2 avril 2025
Bridget Kakuwa-Kasongamulilo et Benjamin Abugri
Nairobi, Kenya – mars 2025
L’Afrique de l’Est a récemment accueilli un événement marquant qui a insufflé un nouveau dynamisme et une nouvelle orientation à la transformation agricole dans la région grâce à l’agroécologie. La deuxième conférence sur l’agroécologie en Afrique de l’Est (2025, EAAC25) s’est tenue du 25 au 28 mars 2025 au Argyle Grand Hotel, situé juste en face de l’aéroport international Jomo Kenyatta (JKIA) à Nairobi. Organisée par le Biovision Africa Trust, la conférence a rassemblé des acteurs clés de la région et d’ailleurs pour étudier les possibilités d’exploiter l’agroécologie dans le but d’établir des systèmes agroalimentaires résilients, durables et inclusifs.

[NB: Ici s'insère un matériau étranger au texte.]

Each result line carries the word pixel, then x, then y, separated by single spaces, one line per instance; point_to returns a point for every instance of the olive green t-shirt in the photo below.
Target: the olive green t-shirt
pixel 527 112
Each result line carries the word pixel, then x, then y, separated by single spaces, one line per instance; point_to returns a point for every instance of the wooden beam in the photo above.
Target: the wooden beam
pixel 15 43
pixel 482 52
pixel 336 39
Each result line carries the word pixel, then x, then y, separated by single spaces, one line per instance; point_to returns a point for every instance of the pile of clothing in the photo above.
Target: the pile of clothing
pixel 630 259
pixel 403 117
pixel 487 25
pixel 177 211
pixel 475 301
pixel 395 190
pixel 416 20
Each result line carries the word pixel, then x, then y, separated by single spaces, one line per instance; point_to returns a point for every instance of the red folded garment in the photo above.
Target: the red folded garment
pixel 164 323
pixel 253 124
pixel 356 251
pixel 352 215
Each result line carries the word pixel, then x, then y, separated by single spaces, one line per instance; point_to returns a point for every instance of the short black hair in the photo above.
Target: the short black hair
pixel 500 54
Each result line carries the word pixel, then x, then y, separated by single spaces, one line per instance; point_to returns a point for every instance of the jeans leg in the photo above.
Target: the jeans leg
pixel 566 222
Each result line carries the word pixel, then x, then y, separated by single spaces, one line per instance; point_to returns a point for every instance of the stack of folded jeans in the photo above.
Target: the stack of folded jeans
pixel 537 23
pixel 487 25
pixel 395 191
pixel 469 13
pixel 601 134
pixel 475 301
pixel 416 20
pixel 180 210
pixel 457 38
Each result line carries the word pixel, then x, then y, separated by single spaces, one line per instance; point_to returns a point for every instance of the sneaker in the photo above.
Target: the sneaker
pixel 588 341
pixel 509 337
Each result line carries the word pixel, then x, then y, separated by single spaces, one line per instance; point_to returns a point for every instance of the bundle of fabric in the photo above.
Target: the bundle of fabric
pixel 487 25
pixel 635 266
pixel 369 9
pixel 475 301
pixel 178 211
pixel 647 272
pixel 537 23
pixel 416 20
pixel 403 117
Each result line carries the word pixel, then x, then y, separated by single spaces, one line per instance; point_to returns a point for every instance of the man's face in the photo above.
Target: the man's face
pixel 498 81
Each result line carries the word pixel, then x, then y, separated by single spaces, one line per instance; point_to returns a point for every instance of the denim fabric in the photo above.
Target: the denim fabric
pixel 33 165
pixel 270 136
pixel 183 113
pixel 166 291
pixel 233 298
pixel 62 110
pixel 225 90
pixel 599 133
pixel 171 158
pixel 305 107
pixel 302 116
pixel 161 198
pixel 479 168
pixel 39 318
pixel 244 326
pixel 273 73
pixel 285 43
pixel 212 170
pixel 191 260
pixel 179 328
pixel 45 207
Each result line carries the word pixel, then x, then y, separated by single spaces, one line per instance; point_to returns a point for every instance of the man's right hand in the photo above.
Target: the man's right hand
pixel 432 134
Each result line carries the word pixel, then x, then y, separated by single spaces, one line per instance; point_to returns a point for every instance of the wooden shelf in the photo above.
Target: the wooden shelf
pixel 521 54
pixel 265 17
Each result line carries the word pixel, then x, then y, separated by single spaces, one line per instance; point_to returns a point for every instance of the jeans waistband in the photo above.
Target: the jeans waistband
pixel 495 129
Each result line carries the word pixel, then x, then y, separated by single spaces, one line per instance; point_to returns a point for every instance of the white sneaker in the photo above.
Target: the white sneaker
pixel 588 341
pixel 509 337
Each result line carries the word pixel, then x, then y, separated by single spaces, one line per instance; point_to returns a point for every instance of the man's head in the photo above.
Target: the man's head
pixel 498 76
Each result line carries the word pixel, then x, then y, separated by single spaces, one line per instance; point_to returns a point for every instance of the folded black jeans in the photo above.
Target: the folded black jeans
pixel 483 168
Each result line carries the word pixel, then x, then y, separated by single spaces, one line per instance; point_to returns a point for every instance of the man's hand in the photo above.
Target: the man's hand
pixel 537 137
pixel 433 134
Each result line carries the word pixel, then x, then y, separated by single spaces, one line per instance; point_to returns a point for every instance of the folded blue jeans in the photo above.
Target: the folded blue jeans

L’EAAC25, qui était placée sous le thème « Renforcer la transformation des systèmes agroalimentaires pour la résilience, la durabilité et le développement socio-économique », proposait des séances en salle, des excursions sur le terrain, des expositions et une participation hybride comprenant des sessions en personne et des sessions retransmises en direct. L’évènement a suscité des discussions et un engagement en faveur de l’investissement dans des solutions à long terme respectueuses de l’environnement pour remplacer des pratiques non durables en matière de systèmes alimentaires.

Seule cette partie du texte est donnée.